I Googled how to raise bunnies. It didn’t look good.
“Antonio, it says that you should put the bunny back where you found it. Maybe it will go back to its den.”
He took the bunny and lay it under a bush. Ten minutes later the bunny still hadn’t moved. Antonio retrieved the bunny and felt its body for the injury.
“Should we wake Crystel?” he asked.
“No.” I was hoping I would have the situation resolved by the time she awoke. I went through a list of possibilities and ended with the idea that taking the bunny two miles to Woodlake Nature Center and leaving it by the bird feeder would be the most humane act and something that Antonio could live with. Maybe a hawk would swoop it up.
“It’s the circle of life,” I told Antonio on the drive over.
At Woodlake we sat on the bench watching the birds fly back and forth to the feeders. Antonio cradled the bunny in his arms. I pulled up dead grass and made a nest for the bunny near the feeder. Antonio lay him gently down.
Once home, Crystel met us at the door.
“You didn’t wake me,” she accused.
Back at Woodlake, Crystel picked up the bunny and petted it. “Can we keep it?”
“No, Crystel. This is the best thing.”
She carried the bunny away from me singing, “It’s the circle of life little bunny.”
Cradling the bunny in the crook of her arm, she pulled dead grass with the other to fluff up the nest.
“His mother won’t find him,” she said.
“You’re right.

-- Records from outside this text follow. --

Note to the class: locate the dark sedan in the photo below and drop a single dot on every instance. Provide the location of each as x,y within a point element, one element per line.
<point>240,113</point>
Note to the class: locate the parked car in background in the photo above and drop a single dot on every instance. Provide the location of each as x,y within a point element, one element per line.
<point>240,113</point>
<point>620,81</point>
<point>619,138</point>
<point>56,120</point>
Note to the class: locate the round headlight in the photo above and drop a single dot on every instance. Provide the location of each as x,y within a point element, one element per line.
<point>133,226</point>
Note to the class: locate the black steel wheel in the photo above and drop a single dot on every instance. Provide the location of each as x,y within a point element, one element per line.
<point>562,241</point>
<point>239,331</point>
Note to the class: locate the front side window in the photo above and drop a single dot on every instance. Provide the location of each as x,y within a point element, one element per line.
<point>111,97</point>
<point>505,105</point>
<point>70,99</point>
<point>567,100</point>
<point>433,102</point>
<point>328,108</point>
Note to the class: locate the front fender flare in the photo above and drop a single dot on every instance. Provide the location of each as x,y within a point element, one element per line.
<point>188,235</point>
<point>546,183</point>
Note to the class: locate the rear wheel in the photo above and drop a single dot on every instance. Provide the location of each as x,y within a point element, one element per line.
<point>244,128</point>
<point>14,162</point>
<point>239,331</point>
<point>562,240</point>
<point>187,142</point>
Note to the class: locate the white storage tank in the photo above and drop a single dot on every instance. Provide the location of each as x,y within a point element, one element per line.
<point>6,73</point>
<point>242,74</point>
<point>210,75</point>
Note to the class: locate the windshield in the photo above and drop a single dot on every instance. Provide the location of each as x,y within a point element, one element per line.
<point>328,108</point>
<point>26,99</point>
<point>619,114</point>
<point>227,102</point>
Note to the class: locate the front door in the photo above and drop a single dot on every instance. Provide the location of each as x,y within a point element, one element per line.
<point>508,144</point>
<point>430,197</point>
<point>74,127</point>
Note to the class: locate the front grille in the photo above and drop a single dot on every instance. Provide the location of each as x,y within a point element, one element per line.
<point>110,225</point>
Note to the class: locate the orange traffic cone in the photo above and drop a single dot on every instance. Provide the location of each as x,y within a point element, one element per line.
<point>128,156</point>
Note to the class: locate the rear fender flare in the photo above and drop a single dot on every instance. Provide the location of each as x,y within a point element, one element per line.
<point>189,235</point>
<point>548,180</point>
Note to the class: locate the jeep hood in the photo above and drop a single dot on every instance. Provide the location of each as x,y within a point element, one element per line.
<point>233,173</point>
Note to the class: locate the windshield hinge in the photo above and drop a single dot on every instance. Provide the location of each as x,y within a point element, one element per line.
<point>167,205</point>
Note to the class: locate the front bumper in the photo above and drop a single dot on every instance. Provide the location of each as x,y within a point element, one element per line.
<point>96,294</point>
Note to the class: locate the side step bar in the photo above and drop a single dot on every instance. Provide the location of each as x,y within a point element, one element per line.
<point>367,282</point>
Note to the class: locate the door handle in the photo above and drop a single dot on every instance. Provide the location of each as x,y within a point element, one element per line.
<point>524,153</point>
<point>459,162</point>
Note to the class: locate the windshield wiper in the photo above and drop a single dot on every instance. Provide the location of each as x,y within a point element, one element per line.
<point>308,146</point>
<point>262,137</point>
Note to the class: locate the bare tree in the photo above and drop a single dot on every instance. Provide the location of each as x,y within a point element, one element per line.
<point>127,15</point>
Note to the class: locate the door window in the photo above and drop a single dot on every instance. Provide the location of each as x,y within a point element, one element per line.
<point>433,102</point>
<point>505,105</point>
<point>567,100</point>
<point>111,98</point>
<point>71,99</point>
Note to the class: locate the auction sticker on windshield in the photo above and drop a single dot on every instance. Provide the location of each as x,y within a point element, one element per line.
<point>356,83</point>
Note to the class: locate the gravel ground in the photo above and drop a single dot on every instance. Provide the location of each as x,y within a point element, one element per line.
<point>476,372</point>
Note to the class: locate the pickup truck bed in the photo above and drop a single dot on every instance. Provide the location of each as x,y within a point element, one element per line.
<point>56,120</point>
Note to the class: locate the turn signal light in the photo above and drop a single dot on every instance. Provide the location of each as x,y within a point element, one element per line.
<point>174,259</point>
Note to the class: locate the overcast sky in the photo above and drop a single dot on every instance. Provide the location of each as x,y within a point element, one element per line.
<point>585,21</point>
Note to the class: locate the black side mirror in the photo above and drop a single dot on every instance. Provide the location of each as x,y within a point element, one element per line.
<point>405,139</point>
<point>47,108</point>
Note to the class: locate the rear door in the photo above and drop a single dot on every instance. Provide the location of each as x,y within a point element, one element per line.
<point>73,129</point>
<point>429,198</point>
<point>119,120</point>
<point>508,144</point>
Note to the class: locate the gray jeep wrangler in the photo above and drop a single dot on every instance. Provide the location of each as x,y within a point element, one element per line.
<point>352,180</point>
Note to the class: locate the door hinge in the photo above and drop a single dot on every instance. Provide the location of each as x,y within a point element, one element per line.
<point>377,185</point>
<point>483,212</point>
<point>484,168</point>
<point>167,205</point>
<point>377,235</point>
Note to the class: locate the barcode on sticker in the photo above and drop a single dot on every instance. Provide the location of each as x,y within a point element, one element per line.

Not this time.”
The bunny lay on her soft white polo sleeve.
“Hey, that’s my jacket.”
She laughed. “I know.”
I gave her a cockeyed glance.
She knew me well enough to know that I loved being her mother and that I wouldn’t mind the hours I spent on this tiny bunny because it had to do with her and Antonio. Even though it meant that the Sunday paper would end up in the recycling bin unread and I’d be doing an extra load of wash later that day.
I wouldn’t have had it any other way.